By: Dr. Fayr Barkley, Ph.D.
Clearly, it was time to break up with my Facebook page. But breakups are never easy, and what one does in the passion of the moment of self discovery may soon be regretted. So I decided to do it slowly.
First, I took down most of the photos I posted. Do I really want strangers (aka “friends” I don’t know) who may have malevolent intentions peruse them and copy them for God knows what reasons?
Secondly, I started culling the herd of “friends”, a daunting task, as I just want to get the roar down to a bearable and manageable hum. I have worked my way through the names beginning with the letter “A”. Over 200 friends were gone just like that.
Thirdly, as I read the postings others make, I decide if I really want to keep this person on my list or not. Nothing personal, but if people post pictures that are disgusting, beg for money, push their causes, whine constantly, inbox me every time I am on line and try to engage me in endless, inane conversation–They are history.
Fourth, each day I look at the friends I have with birthdays. I no longer wish everyone a happy day. If I don’t know them, I delete them.
Fifth, people who live across the world and type in a language I will never take time to learn, well, I say “adios” to them.
My goal is to get my friends list to only real friends, family members and people I really want to connect with or follow. Other than that, I have bigger fish to fry…like living my life and spending less time on a social networking site that really isn’t helping me socialize.

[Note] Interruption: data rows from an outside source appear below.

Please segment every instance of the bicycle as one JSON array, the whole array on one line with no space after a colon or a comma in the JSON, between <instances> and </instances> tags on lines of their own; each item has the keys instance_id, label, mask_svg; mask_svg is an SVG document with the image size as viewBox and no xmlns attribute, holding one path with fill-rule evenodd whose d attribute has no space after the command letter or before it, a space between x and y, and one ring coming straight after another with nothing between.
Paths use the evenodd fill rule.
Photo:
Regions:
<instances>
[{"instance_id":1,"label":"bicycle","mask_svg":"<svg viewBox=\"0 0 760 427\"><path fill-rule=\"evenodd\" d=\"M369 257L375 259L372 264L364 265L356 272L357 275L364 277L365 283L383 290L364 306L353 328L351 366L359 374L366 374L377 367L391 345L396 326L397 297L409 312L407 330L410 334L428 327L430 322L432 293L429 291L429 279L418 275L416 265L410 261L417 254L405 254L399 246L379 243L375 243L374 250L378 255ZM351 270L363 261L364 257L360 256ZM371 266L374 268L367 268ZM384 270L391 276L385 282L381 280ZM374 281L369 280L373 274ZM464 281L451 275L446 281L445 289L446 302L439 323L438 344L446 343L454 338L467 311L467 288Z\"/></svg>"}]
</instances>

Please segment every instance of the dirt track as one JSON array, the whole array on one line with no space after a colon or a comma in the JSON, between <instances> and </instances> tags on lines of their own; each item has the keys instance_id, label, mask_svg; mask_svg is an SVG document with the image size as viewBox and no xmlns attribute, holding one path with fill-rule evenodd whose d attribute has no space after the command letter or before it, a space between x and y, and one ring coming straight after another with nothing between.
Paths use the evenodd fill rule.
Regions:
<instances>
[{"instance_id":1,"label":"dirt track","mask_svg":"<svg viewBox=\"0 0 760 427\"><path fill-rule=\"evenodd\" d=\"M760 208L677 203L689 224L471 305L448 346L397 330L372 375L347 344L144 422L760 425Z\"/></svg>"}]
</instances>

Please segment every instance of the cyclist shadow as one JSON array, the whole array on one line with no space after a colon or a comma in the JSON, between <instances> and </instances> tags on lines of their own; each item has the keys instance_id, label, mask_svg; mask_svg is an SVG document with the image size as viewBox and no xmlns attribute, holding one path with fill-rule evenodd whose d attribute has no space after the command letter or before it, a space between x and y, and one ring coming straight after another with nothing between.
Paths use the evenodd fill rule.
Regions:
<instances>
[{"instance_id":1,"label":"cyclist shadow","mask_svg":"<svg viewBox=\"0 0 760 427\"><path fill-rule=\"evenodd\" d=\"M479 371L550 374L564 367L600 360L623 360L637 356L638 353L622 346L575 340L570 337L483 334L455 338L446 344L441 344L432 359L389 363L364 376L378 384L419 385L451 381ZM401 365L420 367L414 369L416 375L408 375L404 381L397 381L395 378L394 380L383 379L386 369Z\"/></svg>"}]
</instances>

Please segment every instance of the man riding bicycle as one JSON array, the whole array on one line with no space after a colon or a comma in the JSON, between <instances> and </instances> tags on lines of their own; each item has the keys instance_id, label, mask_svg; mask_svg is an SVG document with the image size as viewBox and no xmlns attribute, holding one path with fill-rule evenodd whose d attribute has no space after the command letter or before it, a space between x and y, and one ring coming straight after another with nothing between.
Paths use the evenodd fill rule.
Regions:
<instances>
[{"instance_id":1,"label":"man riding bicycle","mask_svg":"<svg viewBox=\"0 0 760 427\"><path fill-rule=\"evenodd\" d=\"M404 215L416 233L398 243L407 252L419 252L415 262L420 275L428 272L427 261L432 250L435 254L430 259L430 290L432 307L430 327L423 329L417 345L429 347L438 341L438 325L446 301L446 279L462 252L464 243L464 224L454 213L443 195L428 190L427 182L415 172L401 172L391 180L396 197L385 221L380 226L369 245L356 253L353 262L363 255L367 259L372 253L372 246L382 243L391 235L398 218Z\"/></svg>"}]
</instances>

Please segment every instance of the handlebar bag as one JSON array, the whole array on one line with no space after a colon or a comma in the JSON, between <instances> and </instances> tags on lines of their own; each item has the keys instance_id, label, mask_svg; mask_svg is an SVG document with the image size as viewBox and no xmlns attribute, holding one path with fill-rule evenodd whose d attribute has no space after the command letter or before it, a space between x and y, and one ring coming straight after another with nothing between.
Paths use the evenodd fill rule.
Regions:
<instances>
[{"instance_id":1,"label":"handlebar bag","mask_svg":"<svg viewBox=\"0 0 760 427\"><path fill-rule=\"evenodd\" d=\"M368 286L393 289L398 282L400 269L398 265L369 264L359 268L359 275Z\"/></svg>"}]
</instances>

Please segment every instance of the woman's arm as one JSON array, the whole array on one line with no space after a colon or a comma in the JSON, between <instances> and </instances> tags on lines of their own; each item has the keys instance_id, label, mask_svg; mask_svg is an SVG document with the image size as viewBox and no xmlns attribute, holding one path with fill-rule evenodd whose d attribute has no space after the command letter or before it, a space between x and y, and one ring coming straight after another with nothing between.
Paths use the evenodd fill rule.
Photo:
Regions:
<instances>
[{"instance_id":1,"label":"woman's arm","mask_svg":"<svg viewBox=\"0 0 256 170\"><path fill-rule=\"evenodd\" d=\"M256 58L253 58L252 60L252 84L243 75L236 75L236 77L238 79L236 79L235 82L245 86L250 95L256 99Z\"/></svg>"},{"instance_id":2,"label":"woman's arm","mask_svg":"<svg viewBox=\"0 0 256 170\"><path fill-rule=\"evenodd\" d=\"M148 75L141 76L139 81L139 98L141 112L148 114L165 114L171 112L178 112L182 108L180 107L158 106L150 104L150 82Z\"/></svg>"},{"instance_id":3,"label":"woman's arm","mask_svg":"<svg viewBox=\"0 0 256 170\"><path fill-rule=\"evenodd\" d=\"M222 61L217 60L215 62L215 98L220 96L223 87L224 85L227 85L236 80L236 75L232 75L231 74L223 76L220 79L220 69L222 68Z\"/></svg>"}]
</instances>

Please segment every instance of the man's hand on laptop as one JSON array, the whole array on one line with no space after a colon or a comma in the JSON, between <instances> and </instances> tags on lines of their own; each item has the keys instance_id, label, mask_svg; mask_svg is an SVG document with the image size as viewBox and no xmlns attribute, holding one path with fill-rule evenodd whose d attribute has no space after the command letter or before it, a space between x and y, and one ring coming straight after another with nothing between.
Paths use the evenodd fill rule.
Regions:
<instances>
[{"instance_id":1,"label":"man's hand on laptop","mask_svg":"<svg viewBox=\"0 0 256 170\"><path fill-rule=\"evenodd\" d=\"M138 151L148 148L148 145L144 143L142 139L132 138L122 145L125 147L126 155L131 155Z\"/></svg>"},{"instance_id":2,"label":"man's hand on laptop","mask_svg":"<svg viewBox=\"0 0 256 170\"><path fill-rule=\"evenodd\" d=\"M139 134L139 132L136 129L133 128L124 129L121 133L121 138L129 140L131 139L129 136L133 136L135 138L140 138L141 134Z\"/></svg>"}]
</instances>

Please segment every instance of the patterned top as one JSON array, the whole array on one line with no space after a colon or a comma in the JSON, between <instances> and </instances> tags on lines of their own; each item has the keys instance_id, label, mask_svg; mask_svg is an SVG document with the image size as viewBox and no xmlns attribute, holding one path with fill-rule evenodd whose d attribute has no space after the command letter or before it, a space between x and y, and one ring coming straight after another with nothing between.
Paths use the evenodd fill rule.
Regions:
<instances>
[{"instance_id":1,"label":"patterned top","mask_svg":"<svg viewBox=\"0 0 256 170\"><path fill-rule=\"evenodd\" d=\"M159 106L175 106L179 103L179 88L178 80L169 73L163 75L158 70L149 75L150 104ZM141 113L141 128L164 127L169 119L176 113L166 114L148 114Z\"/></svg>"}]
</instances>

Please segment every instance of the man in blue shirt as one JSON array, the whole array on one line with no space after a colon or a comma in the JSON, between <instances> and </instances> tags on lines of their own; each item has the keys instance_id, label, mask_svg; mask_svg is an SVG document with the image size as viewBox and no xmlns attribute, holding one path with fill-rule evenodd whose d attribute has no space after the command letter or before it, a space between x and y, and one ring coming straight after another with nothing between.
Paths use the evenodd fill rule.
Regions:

It’s a start. It will take time to cull the herd. I am not accepting any new friend requests and haven’t for a while. I don’t play the games. I don’t use the applications. I have spent two and a half years of a lot of time reading, posting and clicking. And for the life of me, I can’t remember any of what I have read 24 hours later, except for the people I genuinely care about; which is what healthy relationships are really about. Right?